Spectral imaging shows that besides free oxygen and hydrogen, HD 189733b’s atmosphere is a mixture water vapor, methane, and, on the day side, some carbon monoxide. But high up in the cloud-tops, magnesium silicate condenses into molten glass raindrops, which scatter blue and give the planet its lovely deep blue coloring.
If that wasn’t bizarre enough, these glass raindrops are hurled around the planet by a supersonic gale as they fall. Astronomers aren’t sure exactly how fast the wind on this distant gas giant actually blows, but it’s at least 4,500 MPH, according to Spitzer Space Telescope observations and mathematical models. HD 189733b’s glass-filled gale may even be supersonic, even on a world where the sound barrier, at 6,700 MPH, is ten times faster than that on Earth. That means the wind-driven glass rain gets whisked around the planet faster than the planet actually rotates, at 4,500 MPH. That’s pretty unusual; by comparison, the winds of Jupiter’s storms top out at around 340 MPH on a world that spins on its axis at 27,000 MPH.

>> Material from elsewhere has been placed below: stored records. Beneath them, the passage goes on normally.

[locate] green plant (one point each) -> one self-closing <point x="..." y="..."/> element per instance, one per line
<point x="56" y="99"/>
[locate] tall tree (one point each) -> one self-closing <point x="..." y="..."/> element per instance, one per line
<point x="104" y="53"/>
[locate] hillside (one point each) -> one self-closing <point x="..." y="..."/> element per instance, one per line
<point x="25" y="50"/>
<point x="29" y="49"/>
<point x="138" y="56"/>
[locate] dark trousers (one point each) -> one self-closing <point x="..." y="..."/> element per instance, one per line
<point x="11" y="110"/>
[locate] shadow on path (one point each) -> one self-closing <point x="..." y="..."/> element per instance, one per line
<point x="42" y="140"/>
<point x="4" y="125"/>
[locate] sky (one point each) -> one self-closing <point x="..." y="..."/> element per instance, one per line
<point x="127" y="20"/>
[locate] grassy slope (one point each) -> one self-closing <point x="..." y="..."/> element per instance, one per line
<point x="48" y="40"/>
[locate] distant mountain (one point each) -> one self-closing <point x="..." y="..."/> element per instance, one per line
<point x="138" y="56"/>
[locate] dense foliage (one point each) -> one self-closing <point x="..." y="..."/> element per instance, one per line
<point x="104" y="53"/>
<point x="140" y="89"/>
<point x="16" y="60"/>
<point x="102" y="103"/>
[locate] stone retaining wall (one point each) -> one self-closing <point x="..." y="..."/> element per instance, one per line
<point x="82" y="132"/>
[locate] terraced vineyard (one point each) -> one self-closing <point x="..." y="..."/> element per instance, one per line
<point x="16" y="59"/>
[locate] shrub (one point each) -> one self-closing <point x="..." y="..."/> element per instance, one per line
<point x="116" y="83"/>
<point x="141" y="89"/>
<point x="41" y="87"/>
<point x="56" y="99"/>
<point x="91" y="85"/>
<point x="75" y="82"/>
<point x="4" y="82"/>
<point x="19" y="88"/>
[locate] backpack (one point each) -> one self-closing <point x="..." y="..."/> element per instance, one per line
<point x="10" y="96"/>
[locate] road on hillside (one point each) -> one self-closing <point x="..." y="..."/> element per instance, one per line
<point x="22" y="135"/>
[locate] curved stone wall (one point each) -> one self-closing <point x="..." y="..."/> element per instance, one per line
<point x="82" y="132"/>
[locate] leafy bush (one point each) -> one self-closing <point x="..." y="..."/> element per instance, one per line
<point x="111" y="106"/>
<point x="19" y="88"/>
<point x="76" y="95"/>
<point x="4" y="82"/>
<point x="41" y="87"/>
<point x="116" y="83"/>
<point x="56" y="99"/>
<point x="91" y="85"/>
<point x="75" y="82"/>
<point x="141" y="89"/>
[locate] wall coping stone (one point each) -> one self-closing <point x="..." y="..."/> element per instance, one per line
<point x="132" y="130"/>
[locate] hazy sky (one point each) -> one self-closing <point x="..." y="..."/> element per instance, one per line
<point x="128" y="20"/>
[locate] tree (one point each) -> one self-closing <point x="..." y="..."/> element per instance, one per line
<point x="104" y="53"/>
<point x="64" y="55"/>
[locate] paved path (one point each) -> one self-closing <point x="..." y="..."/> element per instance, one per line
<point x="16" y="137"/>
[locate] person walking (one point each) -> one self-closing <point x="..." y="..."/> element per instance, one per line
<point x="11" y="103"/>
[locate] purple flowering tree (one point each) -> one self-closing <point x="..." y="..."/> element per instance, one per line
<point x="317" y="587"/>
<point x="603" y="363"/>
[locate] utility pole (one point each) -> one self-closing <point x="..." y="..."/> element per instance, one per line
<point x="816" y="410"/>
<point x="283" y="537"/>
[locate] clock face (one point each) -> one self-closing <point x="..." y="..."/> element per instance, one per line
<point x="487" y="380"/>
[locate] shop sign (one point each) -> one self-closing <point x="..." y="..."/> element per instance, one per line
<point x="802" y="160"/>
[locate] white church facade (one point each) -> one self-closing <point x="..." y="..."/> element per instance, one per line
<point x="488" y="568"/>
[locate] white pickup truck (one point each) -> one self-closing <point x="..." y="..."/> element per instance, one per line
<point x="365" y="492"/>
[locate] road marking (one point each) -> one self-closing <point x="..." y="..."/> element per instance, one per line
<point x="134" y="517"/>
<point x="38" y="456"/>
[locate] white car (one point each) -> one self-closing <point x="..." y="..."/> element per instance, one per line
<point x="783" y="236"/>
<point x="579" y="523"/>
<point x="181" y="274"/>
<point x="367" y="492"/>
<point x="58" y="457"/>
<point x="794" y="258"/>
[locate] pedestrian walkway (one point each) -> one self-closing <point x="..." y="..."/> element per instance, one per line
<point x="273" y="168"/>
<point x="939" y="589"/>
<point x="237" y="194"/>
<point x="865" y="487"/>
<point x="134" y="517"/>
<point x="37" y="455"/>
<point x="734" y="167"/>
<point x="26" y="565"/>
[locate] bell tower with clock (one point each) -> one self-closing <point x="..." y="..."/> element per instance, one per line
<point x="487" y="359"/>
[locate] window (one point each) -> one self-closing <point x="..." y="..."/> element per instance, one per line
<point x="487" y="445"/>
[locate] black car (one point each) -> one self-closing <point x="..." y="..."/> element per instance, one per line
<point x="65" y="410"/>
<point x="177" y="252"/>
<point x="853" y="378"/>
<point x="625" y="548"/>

Why is the wind so fast? Air moves from warmer areas to colder areas, and one side of HD 189733b is much hotter than the other. It’s tidally locked to its star, which creates a permanently heated day side and a night side permanently exposed to the cold of space. The night side of HD 189733b averages about 1200°F, which is still really hot, but quite a bit cooler than the day side. And in fact, that difference would be much more pronounced without the supersonic wind to help spread the heat around and even out global temperatures.
The result is a hot, glass-laden gale, roaring into the darkness on the far side of the planet.